In a recent article titled Divesting from Free Speech: How environmentalists shut down debate on campus, Rachelle Peterson highlights one of the green movement’s most troubling defects: it displays no commitment whatsoever to free speech and genuine debate.
Climate activists aren’t bad people. They therefore don’t want to admit they’re trampling all over other folks’ right to be heard. As a defense mechanism, they’ve constructed a series of flimsy arguments intended to obscure the fact that they’re behaving like tyrants. Today’s featured argument is known as The Debate is Over.
As Peterson writes:
If, in your own mind, you have won the substantive argument, but your opponent continues to persuade the audience to his side, what can you do? Declare the debate to be over?
Even children understand that, unless all sides express agreement with a proposition, a debate cannot be considered over. Your own depth of conviction is irrelevant.
Shall we watch the Bambi video or the Frozen video? If two kids want the first and a third kid wants the second, any pro-Bambi child who walks around declaring the debate over is being dishonest and disrespectful. They are, in fact, being a bully – the sort of person who steamrollers over others, who imposes their will through force.
Climate activists are so convinced of the righteousness of their cause they find it difficult to imagine that anyone might sincerely disagree with their analysis. This is a monumental failure of imagination, for which our educational systems and the mainstream media bear great responsibility. In fact, as Peterson observes, the demand that colleges stop investing in fossil fuel companies often encounters opposition that is “robust, thoughtful and well-armed with cogent arguments and compelling evidence.”

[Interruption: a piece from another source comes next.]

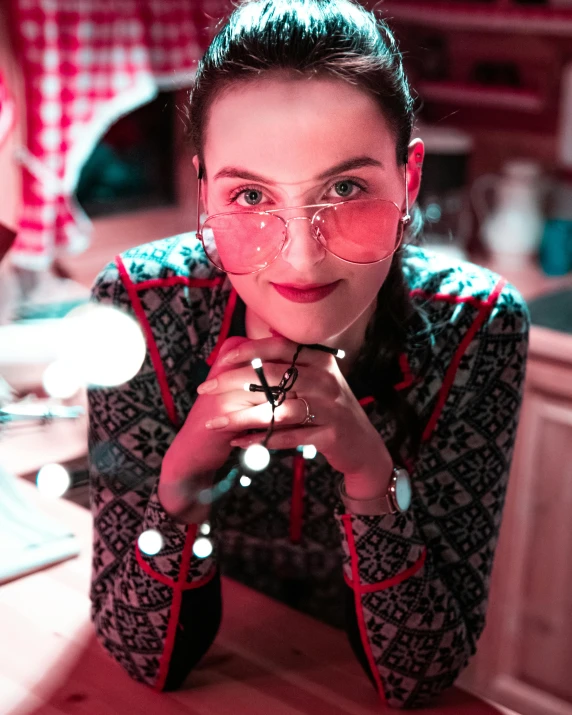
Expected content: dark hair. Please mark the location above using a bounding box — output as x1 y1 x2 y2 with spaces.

Many climate activists appear to rely primarily on emotional certainty. Their refusal to engage with other viewpoints, to even begin to “know thine enemy” (to understand the logical strengths and weaknesses of alternative lines of thought) reduces them to children in a conversation that warrants mature participation.
If my four-year-old stomped around the living room demanding to watch Bambi while simultaneously proclaiming her sister’s wish to watch Frozen unworthy of notice I’d be wondering what I was doing wrong as a parent. Tolerating that kind of behaviour wouldn’t be healthy – for her, for our family, or for our community.
A debate is not over simply because someone unilaterally declares that it is. For heaven’s sake, where are the grownups in the green movement?